La State and Other Employees Federation, conjointement avec la University of Mauritius Staff Union, a officiellement saisi le Secrétaire au Cabinet et Chef de la Fonction publique au Prime Minister’s Office (PMO), Suresh Chundre Seeballuck, le 30 décembre 2025, pour contester la mise en œuvre échelonnée du PRB Report 2026, telle que prévue à la Section 3.0 de la Circular Note No. 30 of 2025, datée du 19 décembre 2025. Selon cette disposition, les recommandations salariales seraient appliquées en deux phases : 50 % à partir de janvier 2026, et 100 % seulement à compter de janvier 2027.

Pour le négociateur syndical Radhakrishna Sadien, cette approche va à l’encontre des recommandations et de la philosophie même du rapport du PRB. Dans leur correspondance, les syndicats estiment que cette mise en œuvre partielle pénalise gravement les employés du secteur public, d’autant qu’aucun arriéré ne serait versé. Avec les compensations salariales déjà accordées et l’allocation intérimaire de 5 % intégrée au salaire, l’application de seulement la moitié des augmentations aurait, selon eux, un impact quasi nul sur la rémunération réelle de nombreux fonctionnaires.

Inéquitable et déraisonnable

Les fédérations rappellent que le PRB reconnaît explicitement, au paragraphe 4.10 de son rapport 2026, la perte de pouvoir d’achat subie par les agents publics. Dans ce contexte, il serait inéquitable et déraisonnable de leur demander de continuer à assurer des services de qualité et à assumer le même niveau de responsabilités tout en les privant de la moitié des ajustements salariaux auxquels ils ont légitimement droit.

Sur le plan financier, les syndicats rejettent l’argument gouvernemental d’un contexte économique difficile. Ils rappellent que le paragraphe 4.17 du rapport précise que la soutenabilité et la capacité financière de l’État ont été dûment prises en compte par le PRB.

De plus, le paragraphe 20.22 indique que le coût d’une mise en œuvre intégrale «en une seule fois» s’élève à environ Rs 10,9 milliards par an, calcul qui inclut déjà l’allocation intérimaire de 5 %. Le PRB n’a jamais recommandé un étalement, mais plutôt la création de mécanismes d’épargne pour gérer les excédents de liquidités.

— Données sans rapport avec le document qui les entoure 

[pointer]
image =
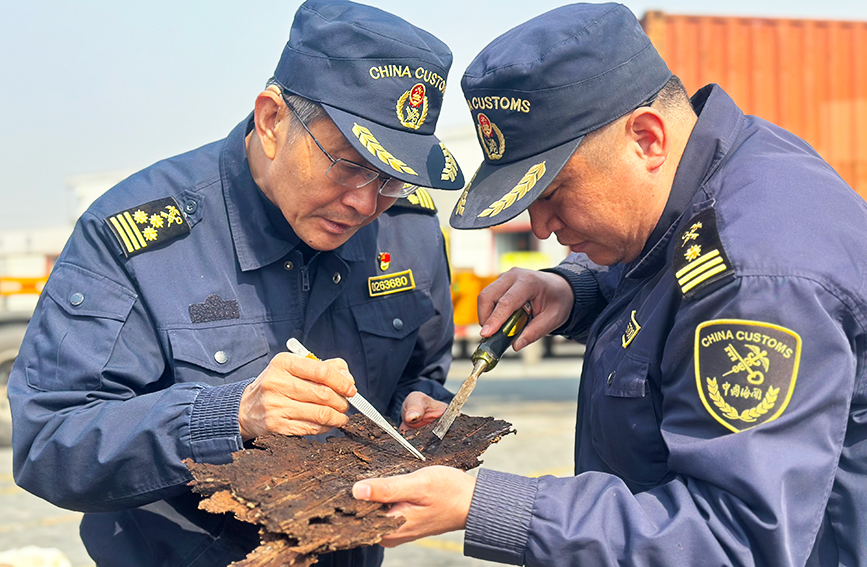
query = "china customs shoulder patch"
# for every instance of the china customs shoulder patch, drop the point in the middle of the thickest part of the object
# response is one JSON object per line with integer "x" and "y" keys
{"x": 148, "y": 226}
{"x": 699, "y": 258}
{"x": 745, "y": 371}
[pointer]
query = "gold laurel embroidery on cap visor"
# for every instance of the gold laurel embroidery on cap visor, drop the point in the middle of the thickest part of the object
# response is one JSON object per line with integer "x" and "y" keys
{"x": 756, "y": 363}
{"x": 494, "y": 149}
{"x": 374, "y": 147}
{"x": 411, "y": 118}
{"x": 699, "y": 269}
{"x": 450, "y": 171}
{"x": 422, "y": 198}
{"x": 527, "y": 182}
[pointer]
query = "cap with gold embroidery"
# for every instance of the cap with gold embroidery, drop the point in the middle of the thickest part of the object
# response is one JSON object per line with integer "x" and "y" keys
{"x": 380, "y": 79}
{"x": 148, "y": 226}
{"x": 535, "y": 91}
{"x": 419, "y": 201}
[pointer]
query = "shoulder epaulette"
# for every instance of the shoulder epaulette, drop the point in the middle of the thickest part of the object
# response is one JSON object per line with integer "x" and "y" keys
{"x": 699, "y": 257}
{"x": 420, "y": 201}
{"x": 148, "y": 226}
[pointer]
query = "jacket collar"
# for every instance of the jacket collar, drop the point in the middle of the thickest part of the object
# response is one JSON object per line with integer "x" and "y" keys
{"x": 258, "y": 242}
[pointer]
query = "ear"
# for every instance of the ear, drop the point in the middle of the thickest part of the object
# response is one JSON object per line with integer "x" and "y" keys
{"x": 648, "y": 131}
{"x": 267, "y": 115}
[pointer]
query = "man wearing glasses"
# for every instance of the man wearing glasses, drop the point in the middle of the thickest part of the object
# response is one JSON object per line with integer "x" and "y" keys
{"x": 160, "y": 335}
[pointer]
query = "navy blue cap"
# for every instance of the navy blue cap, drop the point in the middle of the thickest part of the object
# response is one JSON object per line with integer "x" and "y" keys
{"x": 380, "y": 79}
{"x": 536, "y": 90}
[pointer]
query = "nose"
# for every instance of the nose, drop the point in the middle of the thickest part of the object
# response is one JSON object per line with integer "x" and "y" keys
{"x": 543, "y": 220}
{"x": 363, "y": 199}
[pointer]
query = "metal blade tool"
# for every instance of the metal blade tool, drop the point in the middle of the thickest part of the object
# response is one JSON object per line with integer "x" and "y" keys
{"x": 485, "y": 357}
{"x": 359, "y": 403}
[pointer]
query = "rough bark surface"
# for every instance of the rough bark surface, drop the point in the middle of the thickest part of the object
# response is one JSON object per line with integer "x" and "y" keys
{"x": 300, "y": 491}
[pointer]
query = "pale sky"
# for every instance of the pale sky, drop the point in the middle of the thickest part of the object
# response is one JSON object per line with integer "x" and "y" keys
{"x": 97, "y": 86}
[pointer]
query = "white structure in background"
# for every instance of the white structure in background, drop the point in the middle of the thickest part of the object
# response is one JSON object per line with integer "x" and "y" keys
{"x": 29, "y": 253}
{"x": 488, "y": 252}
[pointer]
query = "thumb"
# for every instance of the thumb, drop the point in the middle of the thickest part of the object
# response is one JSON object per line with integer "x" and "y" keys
{"x": 385, "y": 490}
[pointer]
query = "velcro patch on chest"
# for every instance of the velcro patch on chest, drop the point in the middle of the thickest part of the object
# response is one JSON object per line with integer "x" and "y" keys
{"x": 699, "y": 257}
{"x": 147, "y": 226}
{"x": 391, "y": 283}
{"x": 745, "y": 371}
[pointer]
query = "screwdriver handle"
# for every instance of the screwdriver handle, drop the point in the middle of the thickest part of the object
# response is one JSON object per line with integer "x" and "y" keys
{"x": 492, "y": 348}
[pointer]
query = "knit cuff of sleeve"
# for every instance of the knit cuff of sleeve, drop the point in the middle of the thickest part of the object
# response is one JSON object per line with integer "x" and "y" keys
{"x": 588, "y": 300}
{"x": 214, "y": 430}
{"x": 498, "y": 524}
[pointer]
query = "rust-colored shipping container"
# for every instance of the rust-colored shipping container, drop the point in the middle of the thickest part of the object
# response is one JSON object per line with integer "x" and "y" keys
{"x": 808, "y": 76}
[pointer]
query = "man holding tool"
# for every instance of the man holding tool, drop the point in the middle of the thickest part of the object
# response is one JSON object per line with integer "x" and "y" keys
{"x": 722, "y": 410}
{"x": 160, "y": 333}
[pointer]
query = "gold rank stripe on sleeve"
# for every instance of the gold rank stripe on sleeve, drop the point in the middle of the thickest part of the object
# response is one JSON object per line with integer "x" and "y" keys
{"x": 699, "y": 257}
{"x": 148, "y": 225}
{"x": 699, "y": 270}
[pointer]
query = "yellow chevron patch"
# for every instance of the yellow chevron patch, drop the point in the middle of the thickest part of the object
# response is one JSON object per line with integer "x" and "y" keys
{"x": 699, "y": 258}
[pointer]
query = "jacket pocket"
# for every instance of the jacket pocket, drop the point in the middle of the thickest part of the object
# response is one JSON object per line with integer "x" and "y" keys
{"x": 218, "y": 355}
{"x": 388, "y": 328}
{"x": 625, "y": 428}
{"x": 77, "y": 324}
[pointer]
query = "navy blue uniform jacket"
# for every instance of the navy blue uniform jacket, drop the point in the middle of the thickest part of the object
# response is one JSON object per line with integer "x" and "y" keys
{"x": 132, "y": 364}
{"x": 722, "y": 410}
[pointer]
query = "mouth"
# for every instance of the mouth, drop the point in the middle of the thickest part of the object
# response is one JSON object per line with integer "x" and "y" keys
{"x": 337, "y": 227}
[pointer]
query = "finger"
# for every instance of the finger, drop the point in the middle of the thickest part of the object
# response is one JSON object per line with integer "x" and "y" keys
{"x": 301, "y": 390}
{"x": 317, "y": 371}
{"x": 509, "y": 292}
{"x": 341, "y": 366}
{"x": 491, "y": 294}
{"x": 296, "y": 414}
{"x": 386, "y": 490}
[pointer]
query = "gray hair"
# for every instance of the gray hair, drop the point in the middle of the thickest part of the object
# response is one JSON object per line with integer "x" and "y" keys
{"x": 306, "y": 110}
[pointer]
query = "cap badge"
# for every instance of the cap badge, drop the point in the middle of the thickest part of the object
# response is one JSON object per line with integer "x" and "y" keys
{"x": 526, "y": 183}
{"x": 412, "y": 107}
{"x": 491, "y": 138}
{"x": 450, "y": 171}
{"x": 374, "y": 147}
{"x": 384, "y": 260}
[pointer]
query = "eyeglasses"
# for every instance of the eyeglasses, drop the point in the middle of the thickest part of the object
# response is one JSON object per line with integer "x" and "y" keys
{"x": 350, "y": 174}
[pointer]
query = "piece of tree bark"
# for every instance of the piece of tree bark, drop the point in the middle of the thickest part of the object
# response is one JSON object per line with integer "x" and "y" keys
{"x": 300, "y": 491}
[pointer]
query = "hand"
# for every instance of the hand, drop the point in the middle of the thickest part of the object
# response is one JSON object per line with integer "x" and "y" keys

Les syndicats dénoncent également une violation du principe du «package deal», réaffirmé au paragraphe 1.18 du rapport, selon lequel les recommandations doivent être appliquées dans leur globalité. Une mise en œuvre partielle risquerait, selon le PRB lui-même, de créer des anomalies et d’en trahir l’esprit. À cela s’ajoute le non-respect de la date d’entrée en vigueur recommandée, le 1er janvier 2026, clairement mentionnée au paragraphe 20.12, sans aucune disposition prévoyant un échelonnement des salaires.

Enfin, les fédérations soulignent l’injustice particulière faite aux agents partant à la retraite en 2026, dont les pensions et indemnités seraient calculées sur la base de seulement 50 % des augmentations, entraînant une perte définitive de droits acquis.